Taking a break from serious stuff, Karen picked up one of the excellent adventures from the Pathfinder Tales RPG-tie-in series from Paizo publishing. Pirate’s Honor by Chris A. Jackson is the modern equivalent of a pulp adventure novel. Torius Vin is a pirate with a heart of gold. Celeste is his lunar naga lover and navigator. After a theft gone wrong leaves them on the wrong side of the powers that be, they hatch a plot to restore their fortunes and take revenge on those who would mess with them. Add in a half-orc bosun, stiffly elvish first mate, and snarky gnome engineer, and you’ve got all the ingredients for a fun adventure novel that’s quick to read. If the eventual plot gets rather loaded down with complication after complication (mostly stemming from Celeste & Torius’ unfortunate tendency towards emotional drama), at least it is still a fast read in the great pulp adventure tradition. This is a fast-paced sea story with good dialogue, just the thing for a rainy weekend.

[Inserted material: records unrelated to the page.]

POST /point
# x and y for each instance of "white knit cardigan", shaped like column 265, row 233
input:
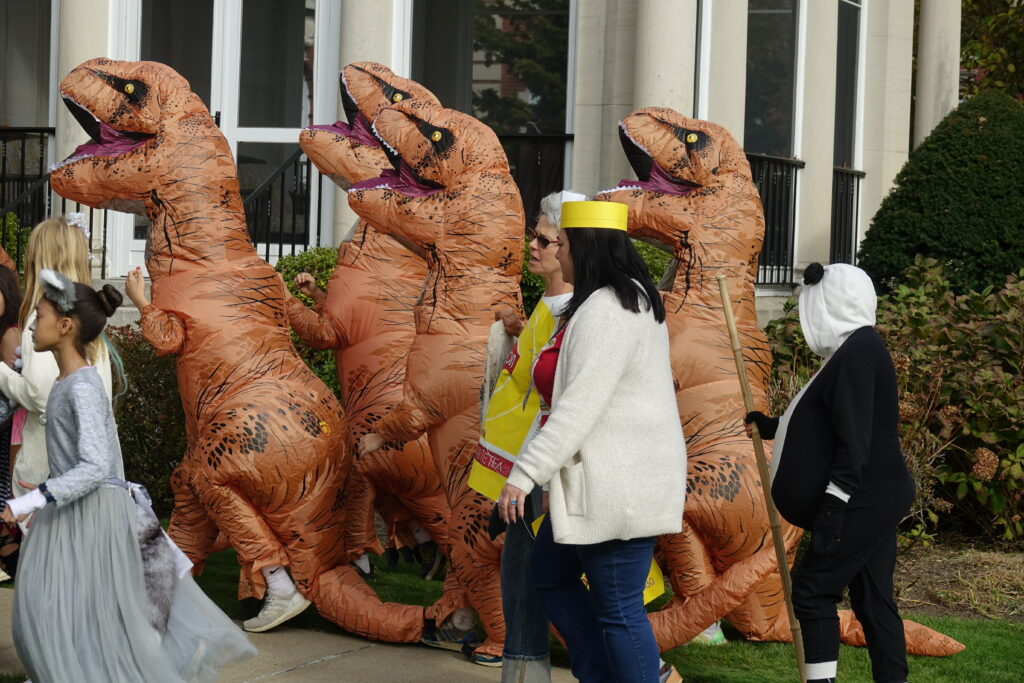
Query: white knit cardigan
column 612, row 449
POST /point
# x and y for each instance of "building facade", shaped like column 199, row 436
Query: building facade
column 818, row 92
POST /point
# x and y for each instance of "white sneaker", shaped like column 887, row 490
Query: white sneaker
column 276, row 609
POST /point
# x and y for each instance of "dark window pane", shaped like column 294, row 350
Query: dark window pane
column 771, row 49
column 179, row 34
column 503, row 60
column 846, row 83
column 276, row 69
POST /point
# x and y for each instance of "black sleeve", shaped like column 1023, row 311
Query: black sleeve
column 851, row 407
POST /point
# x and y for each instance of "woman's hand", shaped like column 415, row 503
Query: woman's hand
column 135, row 288
column 307, row 285
column 513, row 324
column 511, row 503
column 371, row 442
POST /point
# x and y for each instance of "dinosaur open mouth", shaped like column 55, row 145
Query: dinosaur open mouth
column 401, row 178
column 358, row 130
column 107, row 141
column 650, row 176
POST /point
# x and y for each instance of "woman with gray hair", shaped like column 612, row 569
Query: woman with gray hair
column 513, row 417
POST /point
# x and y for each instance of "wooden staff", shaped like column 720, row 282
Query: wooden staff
column 759, row 451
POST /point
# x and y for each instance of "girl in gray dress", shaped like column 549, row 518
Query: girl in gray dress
column 95, row 609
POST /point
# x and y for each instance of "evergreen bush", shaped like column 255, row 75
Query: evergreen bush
column 956, row 200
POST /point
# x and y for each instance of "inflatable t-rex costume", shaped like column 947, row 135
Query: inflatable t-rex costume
column 695, row 198
column 451, row 197
column 367, row 317
column 267, row 452
column 7, row 262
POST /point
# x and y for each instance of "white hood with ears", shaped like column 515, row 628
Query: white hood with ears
column 835, row 307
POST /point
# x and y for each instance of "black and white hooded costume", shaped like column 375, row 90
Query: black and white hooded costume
column 839, row 472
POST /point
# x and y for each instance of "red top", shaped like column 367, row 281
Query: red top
column 544, row 370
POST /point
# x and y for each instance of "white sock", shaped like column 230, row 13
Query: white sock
column 464, row 619
column 711, row 630
column 278, row 581
column 421, row 535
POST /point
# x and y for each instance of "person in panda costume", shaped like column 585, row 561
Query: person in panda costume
column 839, row 472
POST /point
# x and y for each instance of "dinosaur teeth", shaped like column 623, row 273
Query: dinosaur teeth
column 373, row 127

When Lisa Kay Tate picked up Ian Doescher’s William Shakespeare’s Star Wars by Ian Doescher, she was unaware the unintended side effects of it, most notably the uncontrollable urge to read passages aloud to anyone who would listen: “Proceed with care…I have earn’d the penalty of death in many systems…./Luke: Tut, careful shall I be/Being 2: — Thou shalt be dead!

She has plans of building a backyard barn soon for the sole purpose of staging dramatic readings, complete with chorus and costumes.